Broad does not believe Anderson’s batting duties this morning will aggravate the injury whatever the results of the medical assessment and expects him to play a frustrating role, as he did when saving the game here against Australia in 2009.

“It is one of the frustrating injuries as a bowler. Hopefully it will just be a little tightness,” added Broad. “Jimmy is not feeling pain when he’s batting and hopefully he’ll have one of those frustrating hours when he wears a few but gets it away.

“With my side injury I could do pretty much everything but bowl.
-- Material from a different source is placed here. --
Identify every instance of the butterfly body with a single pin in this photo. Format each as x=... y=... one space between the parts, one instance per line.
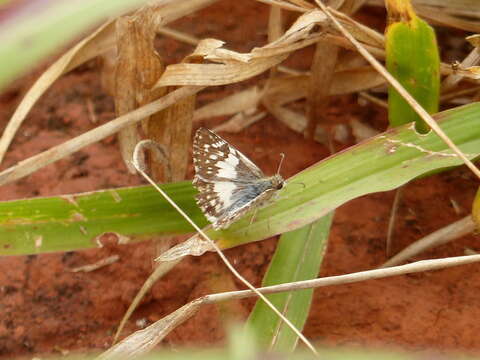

An extensive pull shot might strain it or something but we don’t really see Jimmy playing a huge amount of them, he’s more of a clip to fine leg man.”

Broad, 24, brought up the significant milestone of 100 Test wickets when he removed Thisara Perera, becoming the second youngest England player to do so after Ian Botham.

He preferred not to dwell on the achievement for long, instead focusing on England’s prospects of winning the match from a difficult position.

“I felt in really good rhythm to be honest,” he said. “I’d prefer it to have come at 90-1 not 300-and-odd for eight to be honest but it was hard work out there.

“I actually thought we bowled pretty well and stayed together. It would have been easy to get quite ragged in the afternoon but we did pretty well, created chances and had four or five pretty decent lbw shouts and a few nicks that didn’t go to hand.”

Using Australia’s performance two years ago as a template, Broad insisted a home win was still possible at the SWALEC Stadium.

“I think we’re in a pretty good position. if we can bat big and bat once we have a chance of winning this Test match,” he said.

“We got 435 against Australia in 2009 and we were under the pump for the last 120 overs.”